For 11-year-old Mya Wiley, a gymnast at Olympic Gymnastics Center in Silverdale, it’s a journey she has already made several times. Three years ago, she attended her first B camp after she had success in local competitions.
Since then, she has continually progressed through the ranks, eventually heading to an A camp and then, last January, to her first national development camp where her physical abilities are put to the test under the watchful eye of Valeri Liukin, the national team’s head coach and coordinator, and his coaches.

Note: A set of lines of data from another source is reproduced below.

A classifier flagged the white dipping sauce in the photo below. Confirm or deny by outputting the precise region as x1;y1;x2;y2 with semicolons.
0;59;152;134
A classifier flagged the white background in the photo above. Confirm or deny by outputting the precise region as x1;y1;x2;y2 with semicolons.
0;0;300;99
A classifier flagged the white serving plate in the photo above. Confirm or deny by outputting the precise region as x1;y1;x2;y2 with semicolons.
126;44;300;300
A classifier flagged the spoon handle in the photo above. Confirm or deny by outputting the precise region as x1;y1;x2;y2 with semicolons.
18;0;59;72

“This pool [of gymnasts] Mya is in is a pretty shrunk pool,” said Greg Mutchler, Mya’s coach and owner of Olympic Gymnastics Center. “She’s still fairly young. The oldest kids at this camp are 13, some are as young as 8 or 9. It’s really helped us in the program. I’ve had kids every year make it to the B and A camp since 2010, but this is pretty exciting. She’s one of very few kids that have gone this far at her age.”
Mya began gymnastics at the age of 5. A high-energy, rambunctious child, Mya was clearly in need of a physically demanding activity.
Or, in Mya’s words: “I was kind of crazy, my mom couldn’t get me to fall asleep, so I needed something to entertain me.”
Mya now spends her days working on her Level 9 routine as well as some elite routines. In her favorite event, the bars, that means she now needs to be able to let go of and catch the bars. On the balance beam, she now works on elements that do not involve using her hands.
“I like the bars because you get to spin around and fly around and you still have to be focused,” Mya said. “But on the beam you have to be really calm.”
And while, like many young gymnasts, Mya has visions of standing atop the podium, a gold medal around her neck while the National Anthem plays, she also knows that kind of opportunity is many years and many morning and evening training sessions away.
“I think it would be really cool to be in the Olympics, but that’s a long way away,” Mya said.
Hoping to follow in Mya’s footsteps is 9-year-old Miah Reinhart, another gymnast at Olympic Gymnastics, who has been invited to the B camp.
Miah first began the sport at the age of 3 and now is a Level 8 gymnast. She has been preparing for her first trip to a camp by perfecting her routines and continuing to work on her general skills, which she will get to show off at a national level for the first time.
“We do drills the first day, and then the rest is you showing what you can do — your routine and your skills,” Miah said.
Among her talents are handsprings and back handsprings on the balance beam, her favorite event. Miah said she does not get nervous on the beam, even though she is performing flips on an apparatus only four inches wide.
”You just have to go for it,” Miah said.